As many European stores did, Harvey Nichols began as something far simpler and smaller than what it has become today. Benjamin Harvey opened a little linen shop in 1831 in London. Four years later, it expanded into the next shop over, and continued to do so until it had taken over the whole block between Sloan and Seville Streets. By this time, Benjamin’s son was the owner of the firm, his father, mother, and the former partner James Nichols having passed away several years before. The building went through a redesign period in the late 1890s, and over the next few decades established Harvey Nichols’ reputation as a classy establishment. A restaurant opened on the fifth floor, and it was a huge success as the shopping industry began to move towards department store designs of offering variety instead of a single department.
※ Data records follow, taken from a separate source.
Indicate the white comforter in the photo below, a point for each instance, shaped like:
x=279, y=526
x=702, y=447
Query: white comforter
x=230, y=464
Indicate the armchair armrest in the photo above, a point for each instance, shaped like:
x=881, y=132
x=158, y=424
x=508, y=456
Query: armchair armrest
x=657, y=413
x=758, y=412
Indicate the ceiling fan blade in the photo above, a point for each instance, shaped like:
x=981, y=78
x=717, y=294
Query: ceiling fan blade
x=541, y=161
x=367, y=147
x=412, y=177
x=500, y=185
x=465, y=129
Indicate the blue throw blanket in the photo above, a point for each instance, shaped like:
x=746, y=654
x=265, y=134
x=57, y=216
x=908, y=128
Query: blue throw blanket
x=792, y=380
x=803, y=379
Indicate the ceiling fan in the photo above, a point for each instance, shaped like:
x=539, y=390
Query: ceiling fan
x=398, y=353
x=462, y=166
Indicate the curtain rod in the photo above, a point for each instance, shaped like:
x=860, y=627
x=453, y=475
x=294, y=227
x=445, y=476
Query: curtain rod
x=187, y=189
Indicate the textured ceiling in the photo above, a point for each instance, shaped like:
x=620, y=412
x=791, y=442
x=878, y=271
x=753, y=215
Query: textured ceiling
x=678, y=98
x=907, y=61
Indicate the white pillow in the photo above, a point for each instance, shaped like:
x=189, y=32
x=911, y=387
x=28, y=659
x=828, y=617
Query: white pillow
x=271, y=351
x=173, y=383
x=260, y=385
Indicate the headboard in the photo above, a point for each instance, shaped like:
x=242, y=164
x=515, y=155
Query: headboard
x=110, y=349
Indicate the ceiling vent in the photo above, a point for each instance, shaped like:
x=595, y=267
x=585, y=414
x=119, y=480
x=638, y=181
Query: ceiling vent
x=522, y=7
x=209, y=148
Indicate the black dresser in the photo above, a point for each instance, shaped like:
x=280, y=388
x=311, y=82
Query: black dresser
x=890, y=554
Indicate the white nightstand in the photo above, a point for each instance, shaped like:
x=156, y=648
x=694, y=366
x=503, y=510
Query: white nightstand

Four floors of the six-floor building were used for fashion and apparel, the basement was dedicated to teenagers, and the upper floor remained the restaurant. Harvey Nichols has had a number of famous patrons throughout its history, including Princess Diana who frequented both the store and the restaurant. Because of its popularity, Harvey began extending the restaurant hours past the store’s closure, offering a late night lifestyle that all its customers enjoyed.
Harvey Nichol’s reputation of high-fashion and cutting-edge designer brands has existed since its inception, and today that reputation is compounded with award-winning restaurants and is steadily spreading over the globe. Four large-format stores are placed in London, Leeds, Manchester, and Edinburg, with three smaller-format stores in Bristol, Dublin, and Birmingham. There are seven large-format stores across the sea, too. One in Dubai, two in Hong Kong, two in Turkey, one in Riyadh, and one in Kuwait. The two newest additions to the chain are the new beauty concept in Liverpool, opened in late 2012, and the Harvey Nichols store opened in Azerbaijan last summer.
“The club that doesn’t require a membership.” That is how Harvey Nichols consider themselves, and it is easy to see why. With the level of fashion they sport and the high-quality “champagne lifestyle” they give their customers with their late night restaurant, they really are the place to be, whether in London or in any of their other locations around the world.